The system of distributing relief aid has become politicized, he added.
“People will always look at it that way, as a political activity. If it’s Vice President [Jejomar] Binay giving out housing, it would be the same,” he said.
De la Cruz said the distribution would have been less of a political show had all the key officials involved in the reconstruction efforts after Yolanda taken part in the events. Presidential Assistant for Rehabilitation and Recovery Panfilo Lacson should have played a central role, he said.
“What is [Lacson] rehabilitation czar for?” he said. “I did not see his shadow there, so how can you say this was not some sort of pre-campaign operation?”
De la Cruz said the administration might also be using Roxas’ distribution of massive amounts of aid to make it appear that it was not insensitive to the plight of the Yolanda survivors, especially after President Aquino made a comment recently that if the survivors could afford to go to Manila to protest the slow distribution of aid, they should be able to fend for themselves.

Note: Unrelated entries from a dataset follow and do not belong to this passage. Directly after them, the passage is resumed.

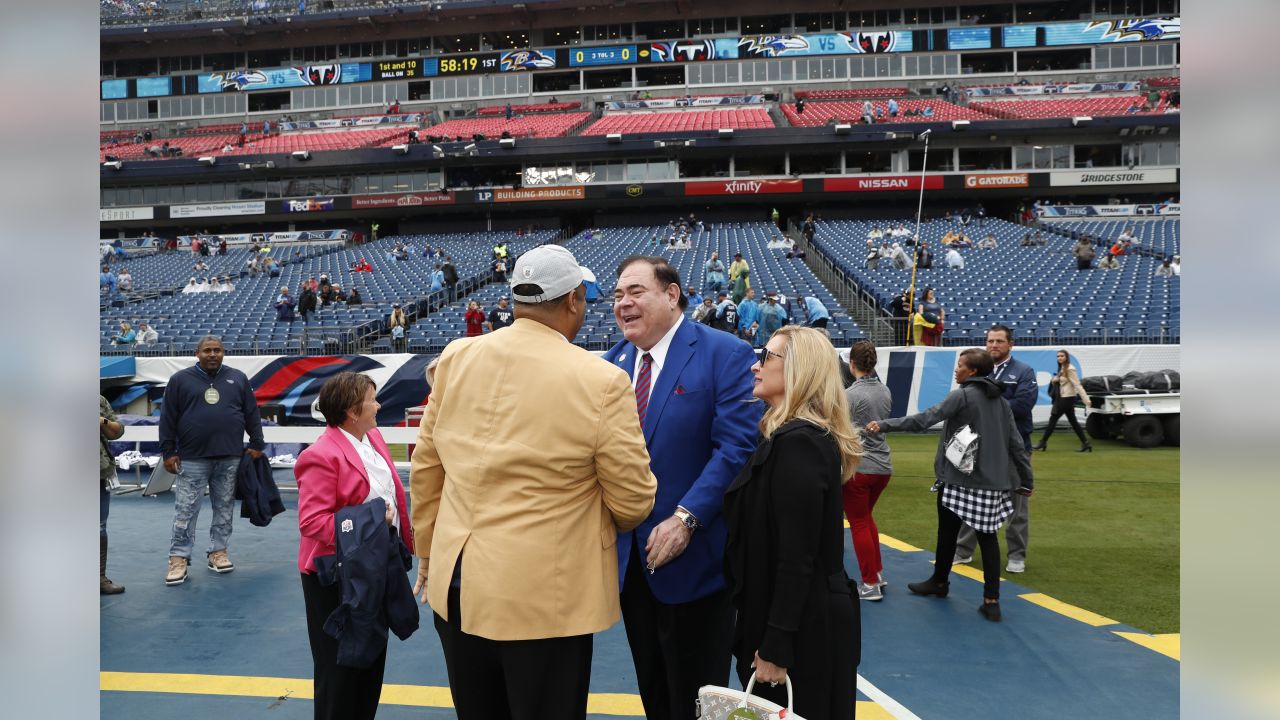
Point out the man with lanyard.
[955,325,1039,573]
[160,336,265,585]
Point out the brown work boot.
[209,550,236,573]
[97,536,124,594]
[164,555,191,585]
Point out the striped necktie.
[636,352,653,428]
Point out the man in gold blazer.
[410,245,658,720]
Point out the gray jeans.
[169,455,239,557]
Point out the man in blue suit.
[954,325,1039,573]
[604,256,762,720]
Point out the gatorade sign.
[964,173,1030,190]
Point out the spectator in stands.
[867,238,881,270]
[463,300,485,337]
[867,348,1033,621]
[804,295,831,328]
[275,287,297,323]
[890,242,911,270]
[685,288,703,309]
[1071,234,1097,270]
[915,242,933,270]
[111,320,138,345]
[298,282,317,324]
[728,251,747,305]
[137,320,160,347]
[428,263,444,295]
[755,290,787,347]
[440,255,458,302]
[737,287,760,346]
[97,265,116,297]
[489,295,516,332]
[691,293,716,325]
[841,340,893,601]
[911,287,947,347]
[703,250,724,295]
[888,290,911,346]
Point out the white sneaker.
[858,583,884,601]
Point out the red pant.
[841,473,892,584]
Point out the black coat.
[724,420,861,720]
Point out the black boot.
[97,536,124,594]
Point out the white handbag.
[698,673,804,720]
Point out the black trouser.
[435,588,591,720]
[622,537,733,720]
[1041,395,1089,445]
[302,573,387,720]
[933,488,1000,600]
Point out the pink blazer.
[293,428,413,573]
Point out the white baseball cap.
[509,245,584,304]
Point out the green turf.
[874,432,1179,634]
[390,430,1179,633]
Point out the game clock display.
[438,53,498,76]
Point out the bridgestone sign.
[1048,168,1178,187]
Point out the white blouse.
[338,428,399,529]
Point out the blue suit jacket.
[604,319,763,605]
[992,357,1039,452]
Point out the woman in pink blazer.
[293,373,413,720]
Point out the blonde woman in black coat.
[724,325,861,720]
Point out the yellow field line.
[1018,592,1120,628]
[99,671,892,720]
[1112,630,1183,662]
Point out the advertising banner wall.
[169,200,266,219]
[1048,168,1178,187]
[822,176,946,192]
[685,179,804,195]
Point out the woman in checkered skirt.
[867,348,1033,623]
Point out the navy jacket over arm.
[316,497,419,667]
[236,454,284,528]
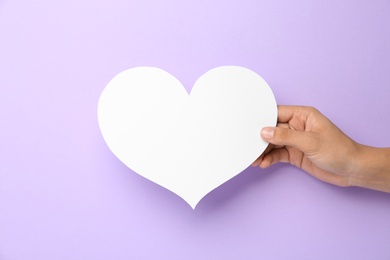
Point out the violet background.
[0,0,390,260]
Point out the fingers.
[261,127,318,153]
[278,106,318,123]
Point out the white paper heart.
[98,66,277,208]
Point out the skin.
[252,106,390,192]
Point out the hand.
[252,106,390,192]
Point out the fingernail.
[261,127,274,140]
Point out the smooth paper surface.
[98,66,277,208]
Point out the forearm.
[350,145,390,192]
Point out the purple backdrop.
[0,0,390,260]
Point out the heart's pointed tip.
[180,192,205,210]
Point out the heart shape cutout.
[98,66,277,209]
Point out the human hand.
[252,106,360,186]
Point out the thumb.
[261,127,316,153]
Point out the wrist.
[349,144,390,192]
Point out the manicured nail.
[261,127,274,140]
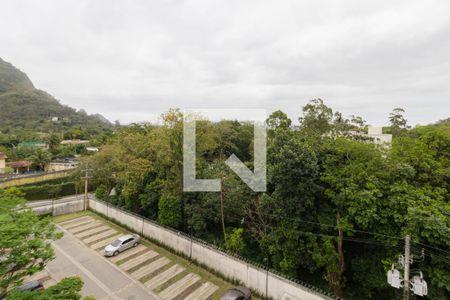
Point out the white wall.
[89,196,329,300]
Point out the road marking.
[52,243,121,300]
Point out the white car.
[105,234,141,256]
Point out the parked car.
[220,286,252,300]
[17,280,44,292]
[105,234,141,256]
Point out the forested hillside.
[82,100,450,300]
[0,58,112,139]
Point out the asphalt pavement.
[47,226,158,300]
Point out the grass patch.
[53,211,92,223]
[54,211,262,300]
[153,270,190,294]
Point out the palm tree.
[29,149,52,171]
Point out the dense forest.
[84,99,450,299]
[0,58,113,145]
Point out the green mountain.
[0,58,112,135]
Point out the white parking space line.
[89,234,120,251]
[75,225,111,239]
[53,243,121,300]
[159,273,200,300]
[131,257,170,279]
[81,229,117,245]
[184,282,219,300]
[119,250,159,271]
[59,216,93,226]
[109,245,147,263]
[68,221,102,234]
[145,265,185,290]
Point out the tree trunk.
[220,187,227,243]
[328,212,345,297]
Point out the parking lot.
[56,215,219,300]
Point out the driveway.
[47,225,158,300]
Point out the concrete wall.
[0,170,72,189]
[27,196,84,216]
[89,196,330,300]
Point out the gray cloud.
[0,0,450,124]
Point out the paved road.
[47,226,158,300]
[27,194,84,208]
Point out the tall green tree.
[0,190,61,297]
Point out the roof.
[117,234,135,241]
[7,160,33,168]
[61,140,89,145]
[19,141,47,147]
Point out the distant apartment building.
[366,126,392,145]
[18,141,49,149]
[45,159,78,172]
[0,152,8,174]
[61,140,89,145]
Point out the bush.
[158,195,181,228]
[95,184,108,200]
[18,182,76,201]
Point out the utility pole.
[81,165,92,210]
[387,235,428,300]
[403,234,411,300]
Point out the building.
[61,140,89,145]
[86,147,98,152]
[0,152,8,174]
[6,160,33,174]
[366,126,392,145]
[45,159,78,172]
[18,141,49,149]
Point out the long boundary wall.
[89,196,332,300]
[27,195,84,216]
[0,170,73,189]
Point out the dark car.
[220,286,252,300]
[17,280,44,292]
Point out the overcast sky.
[0,0,450,125]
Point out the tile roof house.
[0,152,8,174]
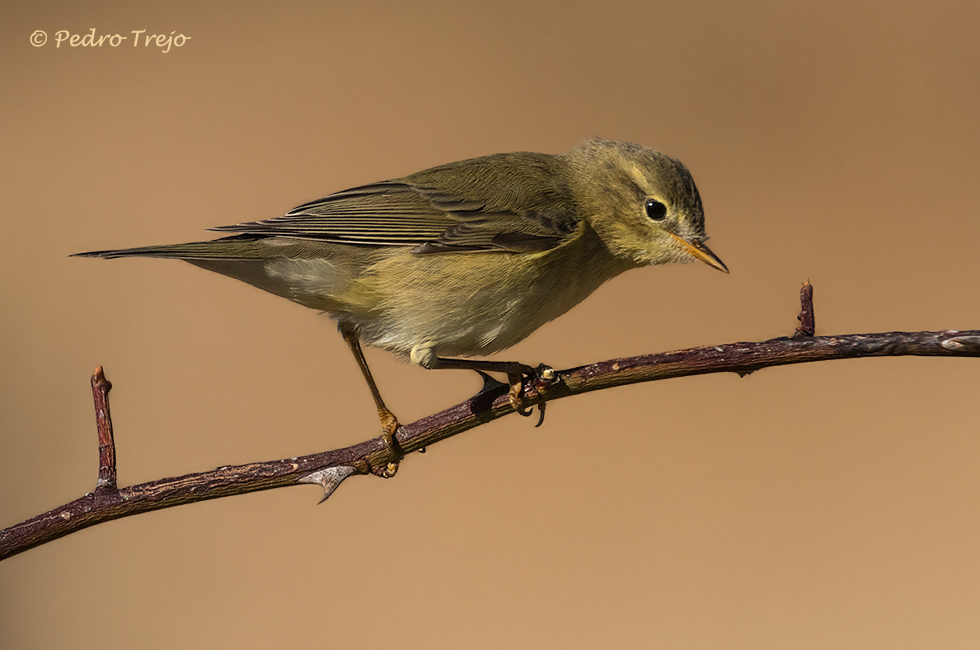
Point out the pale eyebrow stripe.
[626,164,654,196]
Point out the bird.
[77,139,728,466]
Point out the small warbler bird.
[80,140,728,454]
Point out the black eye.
[647,199,667,221]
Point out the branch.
[0,282,980,560]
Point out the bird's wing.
[208,153,579,253]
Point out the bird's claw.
[507,363,558,427]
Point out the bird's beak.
[668,233,728,273]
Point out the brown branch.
[92,366,116,492]
[0,285,980,559]
[793,278,817,339]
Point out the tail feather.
[71,235,262,260]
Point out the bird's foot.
[507,363,558,427]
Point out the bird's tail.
[72,235,262,260]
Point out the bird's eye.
[647,199,667,221]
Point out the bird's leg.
[340,327,404,476]
[428,357,554,417]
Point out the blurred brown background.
[0,0,980,648]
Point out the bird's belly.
[341,246,615,360]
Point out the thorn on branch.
[793,278,817,339]
[92,366,116,492]
[299,465,357,505]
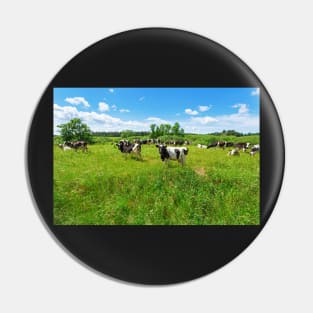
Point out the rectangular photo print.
[53,86,261,226]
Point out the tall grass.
[53,140,260,225]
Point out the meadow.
[53,137,260,225]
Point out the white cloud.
[146,116,171,124]
[99,102,110,112]
[191,116,218,124]
[64,97,90,108]
[198,105,212,112]
[232,103,249,114]
[251,88,260,96]
[54,104,260,134]
[185,109,198,115]
[53,104,150,133]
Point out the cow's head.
[155,145,170,161]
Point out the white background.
[0,0,313,313]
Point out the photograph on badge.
[53,86,262,226]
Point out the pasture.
[53,138,260,225]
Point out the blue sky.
[53,87,260,134]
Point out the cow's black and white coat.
[116,140,141,159]
[156,145,188,165]
[59,140,88,152]
[250,144,260,156]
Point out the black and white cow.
[156,144,188,166]
[228,148,240,156]
[58,141,72,151]
[234,142,250,152]
[216,141,234,149]
[250,144,260,156]
[207,142,217,149]
[116,140,141,159]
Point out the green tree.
[57,118,92,142]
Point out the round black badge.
[28,28,284,284]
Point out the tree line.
[57,118,258,143]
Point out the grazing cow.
[228,148,240,156]
[207,142,217,149]
[71,140,88,152]
[116,140,141,159]
[234,142,250,152]
[59,141,88,152]
[250,144,260,156]
[58,141,72,151]
[197,143,208,149]
[156,145,188,166]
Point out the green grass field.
[53,143,260,225]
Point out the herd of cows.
[59,139,260,165]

LP member and Eastern Samar Rep. Ben Evardone, however, was quick to come to Roxas’ defense, saying there was no political color in the interior secretary’s actions but that they were part of his job as the national government’s link to the local government units.
“It’s not to advance his political interests but the interests of the victims of Yolanda,” Evardone said.
“Secretary Mar should ignore his critics and just do his job as the point person of President Aquino on LGU matters,” he said.